Say I have a User model with email, password, password_hash, and role fields.

I need to restrict the role and password_hash fields from user input, or whitelist the email and password fields. Right now anyone could POST this sign up as an admin:

{
    "user": {
        "email": "test3@test.com",
        "password": "testpw",
        "password_hash": "shouldn't allow user input",
        "role": "admin"
    }
}

This is typically accomplished in Rails using strong params, which will strip out fields that are not explicitly specified.
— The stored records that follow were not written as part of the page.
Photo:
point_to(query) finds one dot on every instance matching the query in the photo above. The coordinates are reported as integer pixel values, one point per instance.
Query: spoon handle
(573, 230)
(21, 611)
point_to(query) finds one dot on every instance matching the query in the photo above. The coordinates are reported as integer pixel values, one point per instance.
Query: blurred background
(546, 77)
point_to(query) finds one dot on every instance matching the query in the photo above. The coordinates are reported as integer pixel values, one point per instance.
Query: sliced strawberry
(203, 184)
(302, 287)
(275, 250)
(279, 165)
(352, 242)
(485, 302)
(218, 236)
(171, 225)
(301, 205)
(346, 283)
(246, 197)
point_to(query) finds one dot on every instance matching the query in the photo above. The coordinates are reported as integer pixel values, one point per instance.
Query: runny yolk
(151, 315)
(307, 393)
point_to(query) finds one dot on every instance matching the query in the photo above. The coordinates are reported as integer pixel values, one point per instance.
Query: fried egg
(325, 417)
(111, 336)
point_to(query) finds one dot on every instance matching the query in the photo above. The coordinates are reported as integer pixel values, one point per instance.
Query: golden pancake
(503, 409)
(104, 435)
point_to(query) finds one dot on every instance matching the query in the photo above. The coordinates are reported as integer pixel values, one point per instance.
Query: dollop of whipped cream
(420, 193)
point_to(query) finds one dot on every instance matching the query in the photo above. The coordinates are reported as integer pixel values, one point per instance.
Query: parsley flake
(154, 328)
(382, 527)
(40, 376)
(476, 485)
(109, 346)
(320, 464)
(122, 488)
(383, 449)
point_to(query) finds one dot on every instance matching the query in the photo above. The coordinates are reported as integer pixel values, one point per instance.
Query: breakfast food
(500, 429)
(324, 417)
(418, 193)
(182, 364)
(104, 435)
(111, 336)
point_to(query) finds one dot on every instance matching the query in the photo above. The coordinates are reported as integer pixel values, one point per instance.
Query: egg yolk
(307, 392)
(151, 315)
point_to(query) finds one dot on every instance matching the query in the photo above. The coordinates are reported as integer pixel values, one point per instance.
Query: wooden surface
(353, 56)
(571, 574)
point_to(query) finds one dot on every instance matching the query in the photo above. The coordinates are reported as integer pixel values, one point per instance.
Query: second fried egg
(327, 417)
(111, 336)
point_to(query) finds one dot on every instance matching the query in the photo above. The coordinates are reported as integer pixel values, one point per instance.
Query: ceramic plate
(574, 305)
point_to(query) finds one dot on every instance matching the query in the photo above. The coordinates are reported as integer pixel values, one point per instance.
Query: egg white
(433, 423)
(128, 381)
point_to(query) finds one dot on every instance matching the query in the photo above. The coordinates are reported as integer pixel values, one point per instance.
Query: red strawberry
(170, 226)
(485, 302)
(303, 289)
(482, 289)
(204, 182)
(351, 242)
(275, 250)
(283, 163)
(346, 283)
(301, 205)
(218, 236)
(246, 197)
How do I do restrict/whitelist params with Phoenix using best practices?

This is my create method in my user_controller:

  def create(conn, %{"user" => user_params}) do
    changeset = User.registration_changeset(%User{}, user_params)
    ...
    ...
  end

And here is my schema and changesets in the model, user.ex. I'm following this tutorial, it says "we pipe the new changeset through our original one"

  schema "users" do
    field :email, :string
    field :password, :string, virtual: true
    field :password_hash, :string
    field :role, :string

    timestamps()
  end

  def changeset(model, params \\ :empty) do
    model
    |> cast(params, ~w(email), [])
    |> downcase_email()
    |> unique_constraint(:email)
    |> validate_format(:email, ~r/@/)
  end

  def registration_changeset(model, params) do
    model
    |> changeset(params)
    |> cast(params, ~w(password), [])
    |> validate_length(:password, min: 6)
    |> put_password_hash()
  end

Phoenix's scrub_params is close, but it doesn't sound like what I need.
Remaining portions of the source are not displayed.